Flink enables the seamless recovery of stream processing applications from failures by implementing periodic checkpoints. These checkpoints capture the current state of operators and the consumption progress of streams, allowing applications to resume processing from the last successful point in case of an interruption. This is achieved using an algorithm similar to the Chandy-Lamport algorithm for distributed snapshots, called Asynchronous Barrier Snapshotting (ABS). ABS ensures that all nodes in the system agree on a common snapshot, even in the presence of asynchronous updates and failures, allowing for consistent and efficient recovery.
How does it works?
- The Job Manager inserts control records at regular intervals, known as stage barriers, into the stream. These barriers segment the stream into distinct stages, and at the conclusion of each stage, the collection of operator states captures the entire execution history up to that point.

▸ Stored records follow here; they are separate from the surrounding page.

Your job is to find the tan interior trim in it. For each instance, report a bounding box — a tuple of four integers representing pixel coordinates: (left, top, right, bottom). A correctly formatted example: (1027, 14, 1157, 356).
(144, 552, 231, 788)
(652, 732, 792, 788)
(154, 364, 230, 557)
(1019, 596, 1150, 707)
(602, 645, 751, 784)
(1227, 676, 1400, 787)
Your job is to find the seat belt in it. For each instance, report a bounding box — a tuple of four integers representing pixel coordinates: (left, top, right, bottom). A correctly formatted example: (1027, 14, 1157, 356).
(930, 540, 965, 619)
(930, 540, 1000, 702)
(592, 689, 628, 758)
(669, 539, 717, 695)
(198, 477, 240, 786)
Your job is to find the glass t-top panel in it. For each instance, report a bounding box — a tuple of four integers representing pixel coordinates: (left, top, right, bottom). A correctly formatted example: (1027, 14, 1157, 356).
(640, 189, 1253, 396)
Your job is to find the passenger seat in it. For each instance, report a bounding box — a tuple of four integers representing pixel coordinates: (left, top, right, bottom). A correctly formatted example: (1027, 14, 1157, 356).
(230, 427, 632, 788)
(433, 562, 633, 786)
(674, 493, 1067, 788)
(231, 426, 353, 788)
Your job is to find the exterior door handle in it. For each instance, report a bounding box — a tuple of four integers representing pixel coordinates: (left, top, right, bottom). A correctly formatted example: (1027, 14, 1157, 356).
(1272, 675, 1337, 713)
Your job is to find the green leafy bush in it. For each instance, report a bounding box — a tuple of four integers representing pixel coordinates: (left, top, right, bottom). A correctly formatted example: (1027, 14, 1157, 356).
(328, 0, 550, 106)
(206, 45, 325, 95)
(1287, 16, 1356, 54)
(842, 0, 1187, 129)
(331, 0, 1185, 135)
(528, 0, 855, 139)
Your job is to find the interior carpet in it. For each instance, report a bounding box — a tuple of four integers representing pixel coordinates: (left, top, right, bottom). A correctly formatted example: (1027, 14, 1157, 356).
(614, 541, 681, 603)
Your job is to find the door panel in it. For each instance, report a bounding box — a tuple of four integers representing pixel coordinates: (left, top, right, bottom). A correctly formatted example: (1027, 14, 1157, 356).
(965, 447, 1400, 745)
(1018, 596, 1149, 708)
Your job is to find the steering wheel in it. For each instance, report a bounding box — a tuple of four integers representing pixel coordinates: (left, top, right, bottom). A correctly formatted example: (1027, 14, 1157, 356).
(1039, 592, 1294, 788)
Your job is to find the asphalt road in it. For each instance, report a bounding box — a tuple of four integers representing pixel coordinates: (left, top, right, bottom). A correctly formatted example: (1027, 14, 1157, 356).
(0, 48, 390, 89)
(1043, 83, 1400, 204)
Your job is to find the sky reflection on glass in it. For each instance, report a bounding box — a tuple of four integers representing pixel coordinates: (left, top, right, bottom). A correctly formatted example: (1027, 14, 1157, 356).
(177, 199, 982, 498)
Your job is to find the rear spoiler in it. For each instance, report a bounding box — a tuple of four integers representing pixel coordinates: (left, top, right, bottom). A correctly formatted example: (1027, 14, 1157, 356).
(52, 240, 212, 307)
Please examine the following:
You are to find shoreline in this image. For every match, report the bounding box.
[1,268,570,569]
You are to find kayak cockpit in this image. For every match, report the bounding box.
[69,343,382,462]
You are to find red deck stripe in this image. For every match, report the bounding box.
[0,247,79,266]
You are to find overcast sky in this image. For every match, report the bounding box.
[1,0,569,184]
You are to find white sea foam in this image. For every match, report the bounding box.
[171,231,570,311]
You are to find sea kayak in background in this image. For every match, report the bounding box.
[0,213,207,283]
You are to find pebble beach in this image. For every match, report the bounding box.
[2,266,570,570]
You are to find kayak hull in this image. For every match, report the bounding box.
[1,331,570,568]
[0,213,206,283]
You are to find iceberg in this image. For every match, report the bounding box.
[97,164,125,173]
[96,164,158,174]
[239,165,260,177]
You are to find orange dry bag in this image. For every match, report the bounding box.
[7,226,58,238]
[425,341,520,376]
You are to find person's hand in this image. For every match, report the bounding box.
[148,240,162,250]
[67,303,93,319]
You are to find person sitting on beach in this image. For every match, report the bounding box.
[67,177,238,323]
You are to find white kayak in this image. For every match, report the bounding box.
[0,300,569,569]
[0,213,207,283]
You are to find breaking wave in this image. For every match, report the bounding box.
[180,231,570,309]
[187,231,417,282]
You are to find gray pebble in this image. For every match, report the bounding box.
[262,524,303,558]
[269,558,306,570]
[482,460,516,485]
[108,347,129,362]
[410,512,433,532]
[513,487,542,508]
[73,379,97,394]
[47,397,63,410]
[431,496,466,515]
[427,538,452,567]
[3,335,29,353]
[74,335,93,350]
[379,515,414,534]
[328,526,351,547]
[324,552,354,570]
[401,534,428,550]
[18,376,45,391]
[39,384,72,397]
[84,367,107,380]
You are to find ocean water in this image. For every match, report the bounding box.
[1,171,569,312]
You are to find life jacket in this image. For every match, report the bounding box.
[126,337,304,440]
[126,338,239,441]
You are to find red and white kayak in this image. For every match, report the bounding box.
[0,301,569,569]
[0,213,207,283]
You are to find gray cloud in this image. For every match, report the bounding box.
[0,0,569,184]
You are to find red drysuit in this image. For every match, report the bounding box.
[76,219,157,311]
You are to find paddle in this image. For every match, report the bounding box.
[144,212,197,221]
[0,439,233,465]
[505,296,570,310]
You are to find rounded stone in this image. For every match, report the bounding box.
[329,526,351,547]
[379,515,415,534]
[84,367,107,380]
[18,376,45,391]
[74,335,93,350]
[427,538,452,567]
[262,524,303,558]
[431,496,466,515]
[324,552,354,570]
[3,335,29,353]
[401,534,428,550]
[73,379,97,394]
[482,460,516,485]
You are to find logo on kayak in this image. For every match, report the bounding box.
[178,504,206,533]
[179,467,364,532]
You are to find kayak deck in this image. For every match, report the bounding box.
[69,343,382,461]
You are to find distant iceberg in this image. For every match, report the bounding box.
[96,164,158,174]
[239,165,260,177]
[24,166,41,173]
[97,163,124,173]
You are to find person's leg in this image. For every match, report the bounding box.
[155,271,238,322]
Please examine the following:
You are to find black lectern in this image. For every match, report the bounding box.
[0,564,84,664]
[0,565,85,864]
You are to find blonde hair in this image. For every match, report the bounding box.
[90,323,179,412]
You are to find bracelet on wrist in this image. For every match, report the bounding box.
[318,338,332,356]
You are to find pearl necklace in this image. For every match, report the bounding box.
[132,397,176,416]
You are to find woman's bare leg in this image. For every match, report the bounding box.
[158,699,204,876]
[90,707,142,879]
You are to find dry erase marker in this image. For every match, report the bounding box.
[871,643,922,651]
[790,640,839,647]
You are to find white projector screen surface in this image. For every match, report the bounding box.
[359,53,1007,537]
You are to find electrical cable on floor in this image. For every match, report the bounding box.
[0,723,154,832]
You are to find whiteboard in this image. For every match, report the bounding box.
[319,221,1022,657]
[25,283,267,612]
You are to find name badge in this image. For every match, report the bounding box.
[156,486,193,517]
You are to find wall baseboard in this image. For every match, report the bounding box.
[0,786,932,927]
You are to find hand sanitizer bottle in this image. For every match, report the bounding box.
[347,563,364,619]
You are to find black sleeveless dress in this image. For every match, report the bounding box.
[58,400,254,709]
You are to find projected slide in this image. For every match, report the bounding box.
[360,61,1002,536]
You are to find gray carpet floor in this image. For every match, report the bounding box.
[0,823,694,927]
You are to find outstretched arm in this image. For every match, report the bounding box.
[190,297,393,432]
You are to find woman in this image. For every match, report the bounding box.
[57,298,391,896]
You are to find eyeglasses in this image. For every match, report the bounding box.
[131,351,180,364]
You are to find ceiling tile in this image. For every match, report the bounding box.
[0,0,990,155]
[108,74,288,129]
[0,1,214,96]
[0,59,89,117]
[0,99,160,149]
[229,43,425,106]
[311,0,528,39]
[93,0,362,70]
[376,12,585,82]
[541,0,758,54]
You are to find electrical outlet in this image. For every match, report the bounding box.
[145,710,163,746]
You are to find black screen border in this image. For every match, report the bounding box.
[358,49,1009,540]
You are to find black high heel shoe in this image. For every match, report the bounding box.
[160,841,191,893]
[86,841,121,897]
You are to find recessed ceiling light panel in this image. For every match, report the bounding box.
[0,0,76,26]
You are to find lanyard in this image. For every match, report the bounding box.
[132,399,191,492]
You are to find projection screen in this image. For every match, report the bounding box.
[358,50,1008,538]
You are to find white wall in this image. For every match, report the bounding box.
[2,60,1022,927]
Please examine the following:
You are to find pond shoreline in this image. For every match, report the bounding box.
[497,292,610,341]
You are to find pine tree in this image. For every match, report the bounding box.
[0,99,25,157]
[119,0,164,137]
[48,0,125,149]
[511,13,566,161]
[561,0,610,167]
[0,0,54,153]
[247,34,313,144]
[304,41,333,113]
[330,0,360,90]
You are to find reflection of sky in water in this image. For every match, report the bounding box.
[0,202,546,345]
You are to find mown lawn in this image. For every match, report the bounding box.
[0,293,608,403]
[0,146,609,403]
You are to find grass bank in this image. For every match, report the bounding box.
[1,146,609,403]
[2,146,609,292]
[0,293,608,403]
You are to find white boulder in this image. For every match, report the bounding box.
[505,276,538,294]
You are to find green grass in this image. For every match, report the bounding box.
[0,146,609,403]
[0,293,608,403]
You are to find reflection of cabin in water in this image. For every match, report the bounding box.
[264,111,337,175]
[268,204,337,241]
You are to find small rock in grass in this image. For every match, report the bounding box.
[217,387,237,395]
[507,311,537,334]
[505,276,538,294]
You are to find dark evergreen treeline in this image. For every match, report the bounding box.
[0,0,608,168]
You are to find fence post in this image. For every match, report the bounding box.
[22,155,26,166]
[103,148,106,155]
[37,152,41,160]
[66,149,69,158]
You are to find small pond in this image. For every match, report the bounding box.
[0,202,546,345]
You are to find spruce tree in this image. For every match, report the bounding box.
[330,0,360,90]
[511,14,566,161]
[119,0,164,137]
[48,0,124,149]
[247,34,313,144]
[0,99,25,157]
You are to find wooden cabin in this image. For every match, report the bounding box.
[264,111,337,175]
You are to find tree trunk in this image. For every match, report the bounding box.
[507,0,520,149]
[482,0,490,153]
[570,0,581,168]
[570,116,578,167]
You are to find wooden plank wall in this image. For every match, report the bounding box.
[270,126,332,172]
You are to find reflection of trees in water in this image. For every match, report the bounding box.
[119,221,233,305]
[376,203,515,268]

This allows for the creation of a snapshot, which can be used to restore the system’s state in the event of a failure.
- A source task takes a snapshot of its current state when it receives a barrier, and then shares that snapshot with all its output tasks.
- When a non-source task receives a barrier from one of its inputs, it blocks that input until it has received a barrier from all the inputs. It then takes a snapshot of its current state and broadcasts the barrier to its outputs. Finally, it unblocks its inputs. This blocking guarantees that the checkpoint contains the state after processing all the elements before the barrier and no elements after the barrier.
The snapshot taken while the inputs are blocked are logical , where the actual, physical snapshot is happening asynchronously in the background. One way to achieve this is through copy-on-write techniques. This is done to reduce the duration of this blocking phase to start processing data again as quickly as possible.